Loewenstein - autor respetable- observa que “en la constante competición que existe entre los detentadores del poder en el proceso político, cada uno intenta buscar en las normas constitucionales la interpretación más cómoda para sus tareas”. Y para sustentar su tesis cita innumerables ejemplos, ejemplos que en Colombia abundan.
¿Cuál sería la solución a esa aberrante política? Crear un Tribunal Popular de Conciencia Constitucional, un Areópago. Una corporación ante la cual se puedan impugnar los fallos de los jueces de constitucionalidad que interpretan la Carta Política a su arbitrio, distrayendo el sentido natural y obvio de los principios fundamentales creados por la conciencia colectiva, por la cultura popular, que son, en síntesis, el sentimiento del pueblo que se expresa para lograr su libertad racional, libertad para todos y no para los grupos que acaparan el poder en beneficio de sus egoístas intereses.

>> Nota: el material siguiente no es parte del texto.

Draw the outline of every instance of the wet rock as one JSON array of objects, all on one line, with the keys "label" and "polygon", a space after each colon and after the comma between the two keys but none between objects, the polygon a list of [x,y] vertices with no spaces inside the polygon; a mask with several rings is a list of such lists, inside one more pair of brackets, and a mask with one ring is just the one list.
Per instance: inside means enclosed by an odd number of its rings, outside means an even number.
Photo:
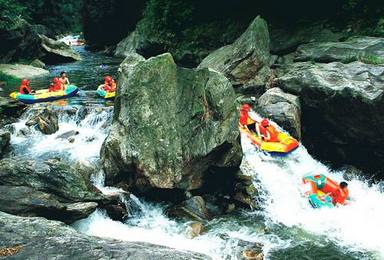
[{"label": "wet rock", "polygon": [[71,130],[71,131],[65,132],[64,134],[59,135],[58,137],[56,137],[56,139],[68,139],[69,137],[72,137],[78,134],[80,134],[79,131]]},{"label": "wet rock", "polygon": [[170,54],[120,67],[111,131],[101,157],[109,184],[193,190],[208,170],[241,161],[235,93],[220,73],[179,68]]},{"label": "wet rock", "polygon": [[18,79],[48,76],[49,71],[23,64],[0,64],[0,72]]},{"label": "wet rock", "polygon": [[257,17],[233,44],[224,46],[208,55],[199,68],[212,68],[222,72],[232,83],[258,89],[265,86],[271,76],[267,23]]},{"label": "wet rock", "polygon": [[302,140],[318,158],[383,169],[384,66],[298,62],[276,86],[300,97]]},{"label": "wet rock", "polygon": [[81,60],[80,54],[64,42],[50,39],[45,35],[40,35],[40,39],[42,51],[44,53],[44,56],[41,57],[43,61],[49,64],[56,64]]},{"label": "wet rock", "polygon": [[0,248],[18,259],[210,259],[208,256],[139,242],[91,237],[60,222],[0,212]]},{"label": "wet rock", "polygon": [[247,260],[263,260],[264,254],[254,251],[254,250],[244,250],[243,251],[243,258]]},{"label": "wet rock", "polygon": [[359,36],[344,42],[314,42],[301,45],[295,61],[384,64],[384,38]]},{"label": "wet rock", "polygon": [[[108,198],[91,188],[89,179],[68,164],[51,159],[0,161],[0,210],[22,216],[44,216],[72,223],[87,217]],[[92,203],[88,203],[92,202]]]},{"label": "wet rock", "polygon": [[43,134],[54,134],[59,130],[59,118],[57,114],[45,108],[25,123],[26,126],[37,126]]},{"label": "wet rock", "polygon": [[257,207],[256,197],[258,191],[253,184],[252,176],[245,175],[239,171],[236,175],[235,189],[232,199],[243,208],[255,209]]},{"label": "wet rock", "polygon": [[186,230],[186,236],[193,239],[204,232],[204,225],[201,222],[192,222]]},{"label": "wet rock", "polygon": [[123,221],[128,216],[127,209],[121,204],[106,205],[103,209],[106,210],[112,220]]},{"label": "wet rock", "polygon": [[167,213],[171,217],[187,218],[196,221],[211,219],[211,215],[205,206],[205,201],[201,196],[194,196],[180,205],[170,208]]},{"label": "wet rock", "polygon": [[45,64],[39,59],[34,59],[31,64],[29,64],[33,67],[40,68],[40,69],[45,69]]},{"label": "wet rock", "polygon": [[301,138],[301,107],[299,97],[279,88],[267,90],[258,100],[265,117],[272,119],[293,137]]},{"label": "wet rock", "polygon": [[8,148],[11,141],[11,134],[9,132],[0,130],[0,156]]},{"label": "wet rock", "polygon": [[70,142],[70,143],[74,143],[75,141],[76,141],[76,139],[74,137],[68,138],[68,142]]}]

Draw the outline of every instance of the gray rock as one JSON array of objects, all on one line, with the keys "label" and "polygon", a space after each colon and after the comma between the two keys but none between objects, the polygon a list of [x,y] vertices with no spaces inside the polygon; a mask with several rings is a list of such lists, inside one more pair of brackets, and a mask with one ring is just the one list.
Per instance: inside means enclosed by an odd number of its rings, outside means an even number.
[{"label": "gray rock", "polygon": [[56,137],[56,139],[68,139],[69,137],[72,137],[78,134],[79,134],[79,131],[71,130],[71,131],[65,132],[64,134],[59,135],[58,137]]},{"label": "gray rock", "polygon": [[170,208],[167,214],[170,217],[187,218],[196,221],[206,221],[212,218],[201,196],[194,196],[180,205]]},{"label": "gray rock", "polygon": [[60,222],[0,212],[0,248],[15,248],[15,259],[210,259],[187,251],[78,233]]},{"label": "gray rock", "polygon": [[0,97],[0,127],[14,123],[24,112],[26,105],[14,99]]},{"label": "gray rock", "polygon": [[39,35],[44,56],[41,58],[49,64],[81,60],[80,54],[64,42]]},{"label": "gray rock", "polygon": [[108,203],[107,198],[92,189],[89,179],[54,159],[45,162],[17,157],[1,160],[0,190],[1,211],[44,216],[66,223],[87,217],[98,204]]},{"label": "gray rock", "polygon": [[295,53],[295,61],[361,61],[383,64],[384,38],[359,36],[344,42],[314,42],[301,45]]},{"label": "gray rock", "polygon": [[31,79],[49,75],[48,70],[23,64],[0,64],[0,72],[19,79]]},{"label": "gray rock", "polygon": [[101,151],[108,183],[192,190],[211,167],[238,167],[235,93],[222,74],[179,68],[170,54],[127,58],[120,71]]},{"label": "gray rock", "polygon": [[33,67],[36,67],[36,68],[40,68],[40,69],[44,69],[45,68],[45,64],[44,62],[42,62],[41,60],[39,59],[34,59],[31,64],[31,66]]},{"label": "gray rock", "polygon": [[259,98],[258,106],[264,116],[271,118],[293,137],[301,138],[301,108],[297,96],[272,88]]},{"label": "gray rock", "polygon": [[0,130],[0,156],[4,150],[8,148],[11,141],[11,134],[9,132]]},{"label": "gray rock", "polygon": [[50,135],[59,130],[59,118],[55,111],[49,108],[44,108],[29,119],[25,125],[29,127],[37,126],[37,129],[39,129],[43,134]]},{"label": "gray rock", "polygon": [[269,32],[267,23],[256,17],[248,29],[231,45],[208,55],[199,68],[222,72],[234,86],[265,86],[271,76],[269,68]]},{"label": "gray rock", "polygon": [[137,48],[140,46],[140,37],[138,33],[133,31],[126,38],[124,38],[116,46],[115,56],[127,57],[131,54],[135,54]]},{"label": "gray rock", "polygon": [[384,66],[361,62],[288,66],[276,80],[300,97],[303,141],[321,159],[383,169]]}]

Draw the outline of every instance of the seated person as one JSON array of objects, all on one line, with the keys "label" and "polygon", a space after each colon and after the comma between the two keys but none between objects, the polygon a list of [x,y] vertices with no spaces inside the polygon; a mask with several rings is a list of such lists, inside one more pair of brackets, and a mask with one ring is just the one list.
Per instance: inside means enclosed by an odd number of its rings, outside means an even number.
[{"label": "seated person", "polygon": [[59,78],[60,82],[63,84],[64,88],[65,86],[69,85],[69,79],[67,77],[67,73],[65,71],[62,71],[60,73],[60,78]]},{"label": "seated person", "polygon": [[107,92],[116,91],[116,82],[112,79],[111,76],[104,77],[104,90]]},{"label": "seated person", "polygon": [[32,94],[33,93],[33,91],[29,88],[29,83],[30,82],[31,81],[27,80],[27,79],[23,79],[21,81],[20,90],[19,90],[20,94]]},{"label": "seated person", "polygon": [[264,118],[260,123],[256,124],[256,132],[258,136],[264,141],[279,141],[279,131],[269,123],[268,119]]},{"label": "seated person", "polygon": [[339,188],[330,194],[333,204],[345,205],[349,196],[348,183],[345,181],[340,182]]},{"label": "seated person", "polygon": [[251,106],[248,104],[244,104],[240,108],[240,119],[239,123],[242,127],[248,128],[252,132],[256,132],[256,120],[254,120],[250,115]]},{"label": "seated person", "polygon": [[49,92],[64,90],[64,85],[59,78],[53,78],[51,85],[48,88]]}]

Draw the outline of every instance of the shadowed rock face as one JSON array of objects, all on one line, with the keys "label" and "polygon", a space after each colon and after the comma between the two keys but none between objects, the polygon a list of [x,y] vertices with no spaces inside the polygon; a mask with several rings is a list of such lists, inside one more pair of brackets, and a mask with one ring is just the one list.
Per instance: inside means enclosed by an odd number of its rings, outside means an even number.
[{"label": "shadowed rock face", "polygon": [[170,54],[128,57],[121,71],[101,152],[109,183],[192,190],[211,167],[238,167],[235,94],[222,74],[179,68]]},{"label": "shadowed rock face", "polygon": [[19,246],[16,259],[210,259],[147,243],[86,236],[60,222],[3,212],[0,229],[0,248]]},{"label": "shadowed rock face", "polygon": [[268,25],[257,17],[233,44],[209,54],[199,68],[222,72],[234,86],[265,86],[271,75],[269,44]]},{"label": "shadowed rock face", "polygon": [[383,66],[361,62],[298,62],[276,80],[300,96],[303,141],[312,152],[367,170],[383,166],[383,82]]}]

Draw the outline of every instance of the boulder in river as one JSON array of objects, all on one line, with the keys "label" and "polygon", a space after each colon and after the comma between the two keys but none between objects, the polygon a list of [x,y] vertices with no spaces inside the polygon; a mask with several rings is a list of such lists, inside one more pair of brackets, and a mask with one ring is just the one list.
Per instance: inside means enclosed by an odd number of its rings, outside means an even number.
[{"label": "boulder in river", "polygon": [[302,139],[310,152],[335,164],[383,169],[384,66],[297,62],[276,85],[300,97]]},{"label": "boulder in river", "polygon": [[221,73],[177,67],[170,54],[128,57],[120,71],[101,151],[109,184],[193,190],[209,170],[236,171],[242,156],[238,111]]},{"label": "boulder in river", "polygon": [[41,59],[44,62],[56,64],[81,60],[80,54],[64,42],[53,40],[44,35],[40,35],[40,39],[43,53]]},{"label": "boulder in river", "polygon": [[45,69],[45,64],[39,59],[34,59],[31,64],[29,64],[33,67],[40,68],[40,69]]},{"label": "boulder in river", "polygon": [[31,79],[49,75],[48,70],[23,64],[0,64],[0,72],[18,79]]},{"label": "boulder in river", "polygon": [[5,97],[0,97],[0,127],[13,123],[26,108],[23,103]]},{"label": "boulder in river", "polygon": [[280,88],[267,90],[258,100],[264,116],[272,119],[293,137],[301,138],[301,108],[299,97]]},{"label": "boulder in river", "polygon": [[211,215],[205,206],[205,201],[201,196],[194,196],[180,205],[171,207],[167,213],[170,217],[187,218],[196,221],[211,219]]},{"label": "boulder in river", "polygon": [[43,134],[54,134],[59,130],[59,118],[57,114],[49,108],[44,108],[26,123],[26,126],[37,126]]},{"label": "boulder in river", "polygon": [[256,17],[248,29],[233,44],[224,46],[209,54],[199,68],[212,68],[224,73],[241,92],[261,92],[271,76],[269,67],[268,25]]},{"label": "boulder in river", "polygon": [[[15,259],[210,259],[142,242],[81,234],[57,221],[0,212],[0,248]],[[9,250],[6,250],[9,249]]]},{"label": "boulder in river", "polygon": [[301,45],[295,61],[384,64],[384,38],[359,36],[344,42],[313,42]]},{"label": "boulder in river", "polygon": [[0,156],[4,150],[8,148],[11,141],[11,134],[9,132],[0,130]]},{"label": "boulder in river", "polygon": [[72,223],[87,217],[108,198],[92,189],[89,179],[68,164],[51,159],[0,161],[0,211],[43,216]]}]

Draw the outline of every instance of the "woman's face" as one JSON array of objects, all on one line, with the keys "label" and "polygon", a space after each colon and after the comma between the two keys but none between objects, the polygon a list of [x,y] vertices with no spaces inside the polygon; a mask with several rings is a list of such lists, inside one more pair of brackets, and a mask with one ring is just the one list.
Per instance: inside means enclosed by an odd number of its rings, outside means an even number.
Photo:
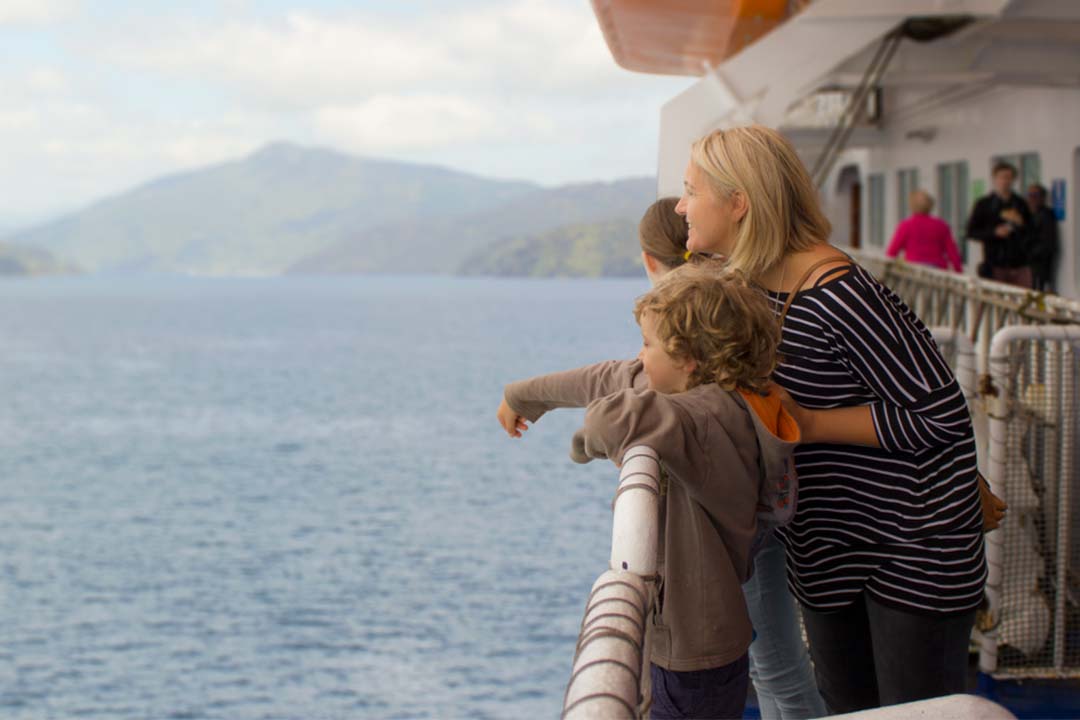
[{"label": "woman's face", "polygon": [[719,196],[709,184],[705,171],[691,160],[683,177],[683,194],[675,212],[686,216],[690,235],[688,250],[730,255],[735,244],[738,221],[746,214],[737,194]]}]

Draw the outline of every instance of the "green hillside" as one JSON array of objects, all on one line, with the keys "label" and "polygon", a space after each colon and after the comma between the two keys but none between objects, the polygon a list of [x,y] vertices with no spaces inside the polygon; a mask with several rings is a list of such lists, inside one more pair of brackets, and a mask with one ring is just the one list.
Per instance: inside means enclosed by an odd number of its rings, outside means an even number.
[{"label": "green hillside", "polygon": [[487,245],[466,258],[464,275],[601,277],[644,275],[637,223],[581,223]]},{"label": "green hillside", "polygon": [[[454,273],[481,248],[556,228],[608,221],[636,226],[656,196],[652,178],[580,183],[533,190],[482,211],[425,214],[359,229],[347,240],[296,263],[290,272]],[[636,230],[627,238],[636,245]]]},{"label": "green hillside", "polygon": [[477,212],[536,187],[278,143],[5,239],[89,271],[271,274],[364,228]]},{"label": "green hillside", "polygon": [[78,272],[77,268],[57,260],[52,253],[40,248],[0,243],[0,276],[59,275],[74,272]]}]

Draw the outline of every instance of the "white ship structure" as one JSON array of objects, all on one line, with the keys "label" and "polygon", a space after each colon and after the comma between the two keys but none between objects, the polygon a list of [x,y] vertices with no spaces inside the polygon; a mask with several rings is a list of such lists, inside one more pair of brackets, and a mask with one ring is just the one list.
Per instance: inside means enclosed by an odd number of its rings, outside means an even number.
[{"label": "white ship structure", "polygon": [[[592,4],[615,62],[699,78],[659,108],[657,195],[681,194],[690,144],[709,131],[783,132],[813,171],[833,244],[931,329],[968,398],[980,469],[1010,505],[986,540],[972,638],[982,697],[857,715],[1080,716],[1080,1]],[[982,246],[965,238],[967,219],[1002,160],[1019,170],[1016,192],[1051,191],[1056,294],[976,277]],[[937,199],[963,273],[885,256],[914,189]],[[635,545],[655,528],[644,485],[616,495],[612,566],[589,597],[566,717],[647,712],[651,570],[619,560],[648,555]]]}]

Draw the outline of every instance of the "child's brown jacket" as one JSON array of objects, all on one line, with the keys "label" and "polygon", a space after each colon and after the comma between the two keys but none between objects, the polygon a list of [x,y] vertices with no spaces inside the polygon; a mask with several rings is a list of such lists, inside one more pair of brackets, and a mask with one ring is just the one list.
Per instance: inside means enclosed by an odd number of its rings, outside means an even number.
[{"label": "child's brown jacket", "polygon": [[755,398],[751,410],[739,393],[712,383],[674,394],[645,385],[640,361],[609,361],[511,383],[506,401],[534,422],[554,408],[587,405],[574,443],[579,462],[619,461],[635,445],[656,450],[670,482],[660,507],[652,661],[676,671],[720,667],[750,646],[742,583],[750,573],[758,463],[789,457],[798,430],[775,396]]}]

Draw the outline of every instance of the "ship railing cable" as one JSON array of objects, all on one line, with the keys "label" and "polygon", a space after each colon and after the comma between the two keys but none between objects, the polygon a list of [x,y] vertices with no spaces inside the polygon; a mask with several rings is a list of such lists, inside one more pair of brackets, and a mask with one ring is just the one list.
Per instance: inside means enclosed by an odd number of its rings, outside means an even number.
[{"label": "ship railing cable", "polygon": [[657,582],[660,457],[626,451],[612,501],[611,559],[581,619],[562,717],[640,718],[649,710],[649,614]]}]

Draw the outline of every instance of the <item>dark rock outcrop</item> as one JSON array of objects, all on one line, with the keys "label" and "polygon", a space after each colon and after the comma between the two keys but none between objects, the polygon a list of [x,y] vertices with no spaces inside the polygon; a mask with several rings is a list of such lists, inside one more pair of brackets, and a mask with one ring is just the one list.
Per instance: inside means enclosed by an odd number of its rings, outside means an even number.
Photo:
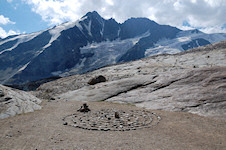
[{"label": "dark rock outcrop", "polygon": [[5,96],[5,94],[4,94],[3,90],[0,89],[0,97],[4,97],[4,96]]},{"label": "dark rock outcrop", "polygon": [[97,84],[97,83],[101,83],[101,82],[106,82],[106,78],[102,75],[98,76],[98,77],[94,77],[92,79],[89,80],[88,84],[89,85],[94,85],[94,84]]},{"label": "dark rock outcrop", "polygon": [[199,46],[205,46],[205,45],[208,45],[208,44],[210,44],[209,41],[199,38],[199,39],[192,40],[191,42],[189,42],[187,44],[183,44],[183,45],[181,45],[181,47],[186,51],[186,50],[191,49],[191,48],[196,48],[196,47],[199,47]]}]

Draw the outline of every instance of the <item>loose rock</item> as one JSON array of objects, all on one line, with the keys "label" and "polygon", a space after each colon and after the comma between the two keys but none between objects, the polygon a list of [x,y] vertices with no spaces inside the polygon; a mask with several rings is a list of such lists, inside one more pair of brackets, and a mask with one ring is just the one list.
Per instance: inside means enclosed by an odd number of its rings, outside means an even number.
[{"label": "loose rock", "polygon": [[97,83],[106,82],[106,81],[107,81],[106,78],[104,76],[100,75],[98,77],[90,79],[88,84],[89,85],[95,85]]}]

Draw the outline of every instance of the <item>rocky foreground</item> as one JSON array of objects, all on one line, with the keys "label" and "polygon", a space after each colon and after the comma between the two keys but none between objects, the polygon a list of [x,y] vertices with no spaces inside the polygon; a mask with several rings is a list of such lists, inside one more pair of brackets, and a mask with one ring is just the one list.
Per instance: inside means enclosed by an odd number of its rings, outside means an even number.
[{"label": "rocky foreground", "polygon": [[[130,131],[94,131],[64,125],[82,102],[52,101],[34,113],[0,120],[0,149],[75,150],[223,150],[226,121],[185,112],[148,110],[161,116],[157,126]],[[91,112],[101,109],[143,109],[125,104],[89,102]],[[82,113],[83,114],[83,113]]]},{"label": "rocky foreground", "polygon": [[223,41],[33,92],[0,85],[0,149],[225,149],[225,58]]}]

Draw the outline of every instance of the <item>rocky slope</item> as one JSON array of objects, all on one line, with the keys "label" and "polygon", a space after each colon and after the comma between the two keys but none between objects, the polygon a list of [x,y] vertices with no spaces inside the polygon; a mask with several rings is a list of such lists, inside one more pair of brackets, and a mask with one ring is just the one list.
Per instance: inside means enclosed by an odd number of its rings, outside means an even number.
[{"label": "rocky slope", "polygon": [[[46,83],[41,98],[133,103],[226,119],[226,41],[164,54]],[[107,82],[88,85],[95,76]]]},{"label": "rocky slope", "polygon": [[40,103],[32,94],[0,85],[0,119],[40,110]]}]

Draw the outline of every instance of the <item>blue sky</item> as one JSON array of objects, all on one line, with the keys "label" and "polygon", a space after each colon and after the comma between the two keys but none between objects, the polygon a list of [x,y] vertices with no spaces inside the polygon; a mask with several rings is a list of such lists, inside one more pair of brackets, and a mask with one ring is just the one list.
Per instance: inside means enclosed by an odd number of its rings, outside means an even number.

Ese tribunal integrado con jueces de conciencia no hará discursos pedantes para confundir con argumentos ininteligibles, no redactará sentencias engorrosas y expresará su convicción intima. Una convicción identificada con el querer e interés común, causa del Estado.
La democracia es el control del poder por el poder, admitiendo que el único omnímodo es el soberano del pueblo. Ese debe ser el encargo al Tribunal de Conciencia Constitucional, integrado con un número suficiente de representantes del pueblo, tantos que cuando su presencia se requiera para que emitan un veredicto en conciencia, se les convoque por sorteo, de manera que sea la providencia, el azar o la alternatividad de la complejidad de la vida, la que resuelva quienes deben asumir esa responsabilidad.